The retail chain — which also operates Buybuy Baby, Christmas Tree Shops and Harmon Face Values — said it would be mainly closing Bed Bath & Beyond stores, starting later this year. The announcement came as the company released its quarterly earnings report on Wednesday.

If you are still not convinced that the retail industry is facing an unprecedented cataclysm, I think that the following list will do the trick.

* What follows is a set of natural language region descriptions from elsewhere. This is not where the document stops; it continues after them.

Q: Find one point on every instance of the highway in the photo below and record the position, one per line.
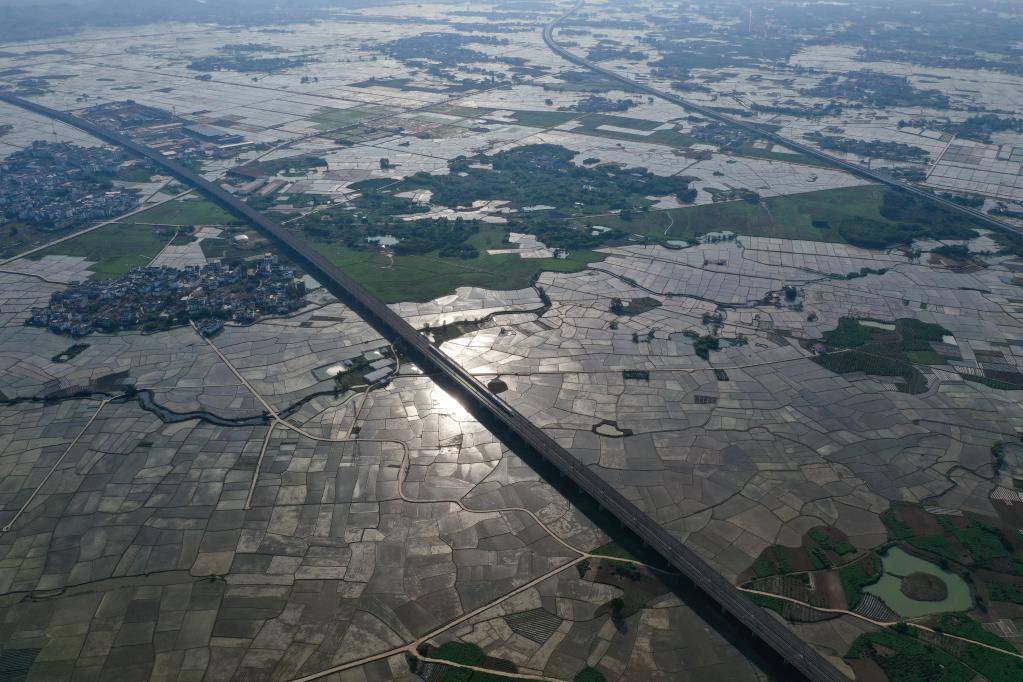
(764, 626)
(855, 169)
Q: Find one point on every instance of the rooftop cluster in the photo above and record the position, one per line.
(59, 185)
(159, 298)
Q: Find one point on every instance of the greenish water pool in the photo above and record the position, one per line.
(898, 563)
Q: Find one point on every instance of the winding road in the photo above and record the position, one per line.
(492, 410)
(706, 111)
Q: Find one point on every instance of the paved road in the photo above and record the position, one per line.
(770, 631)
(855, 169)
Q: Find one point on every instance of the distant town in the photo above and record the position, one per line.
(153, 299)
(56, 186)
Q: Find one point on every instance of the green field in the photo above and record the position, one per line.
(116, 248)
(327, 119)
(784, 217)
(427, 277)
(188, 212)
(750, 151)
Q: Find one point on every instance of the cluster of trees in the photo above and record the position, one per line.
(878, 90)
(907, 218)
(544, 174)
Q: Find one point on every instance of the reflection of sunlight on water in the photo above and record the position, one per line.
(444, 403)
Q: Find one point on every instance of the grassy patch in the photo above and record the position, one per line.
(115, 248)
(905, 658)
(329, 118)
(752, 152)
(935, 544)
(866, 216)
(543, 119)
(1002, 592)
(187, 212)
(880, 352)
(589, 675)
(429, 276)
(857, 576)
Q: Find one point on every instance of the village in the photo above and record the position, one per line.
(153, 299)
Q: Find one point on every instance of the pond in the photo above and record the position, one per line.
(898, 564)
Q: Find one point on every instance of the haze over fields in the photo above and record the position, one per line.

Forbes has been tracking the major store closing announcements of 2020, and their list was recently shared by Zero Hedge

Forbes’ Store Closure List In 2020

Chuck E Cheese: 54 U.S. stores (bankruptcy)

Destination Maternity: 90 stores (bankruptcy)

GNC: 1,200 stores (bankruptcy)

J. Crew: 54 stores (bankruptcy)

JCPenney JCP: 154 stores (bankruptcy)

K-Mart: 45 stores (bankruptcy)

Modell’s Sporting Goods: 153 stores (bankruptcy)

Neiman Marcus (Last Call): 20 stores (bankruptcy)

Papyrus: 254 stores (bankruptcy)

Pier 1 Imports PIR: 936 stores (bankruptcy)

Sears: 51 stores (bankruptcy)

Signet Jewelers SIG: 232 stores

Stage Stores: 738 stores (liquidating)

Tuesday Morning: 230 stores (bankruptcy)


AC Moore: 145 stores

Art Van Furniture: 190 stores

AT&T: 250 stores

Bath & Body Works: 50 stores

Bed Bath & Beyond: 44 stores

Bloomingdale’s: 1 store

Bose: 11 stores

Chico: 100 stores (estimated)

Children’s Place: 200 stores

Christopher Banks: 30-40 stores

CVS Pharmacy: 22 stores

Earth Fare: 50 stores

Express: 66 stories

Forever 21: 15 stores (estimated)

GameStop GME: 320 stores

Gap: 230 stores

Guess: 100 stores

Hallmark: 16 stores

Lord & Taylor: 30 or 40 stores

Lowe’s Canada: 34 stores

Lucky Market: 32 stores

Macy’s M: 125 stores (over 3 years)

Microsoft: 77 stores

New York & Co: 27 stores

Nordstrom: 16 stores

Office Depot: 90 stores

Olympia Sports: 76 stores

Party City: 21 stores

Starbucks SBUX: 400 stores (over 18 months)

Victoria’s Secret: 250 stores

Walgreen: 100 stores (estimated)

Walmart: 2 stores

Wilson Leather & G.H. Bass: 199 stores

Zara: 1,000 stores worldwide (over 2 years)

This week, the number of newly confirmed cases of COVID-19 has surged to the highest level that we have seen yet, and that means that fear of COVID-19 is going to continue to paralyze economic activity in the United States for the foreseeable future.

That means that many more businesses will be shutting their doors, there will be many more bankruptcies, and millions more Americans will be losing their jobs.

This is what an economic collapse looks like, and it is just getting started.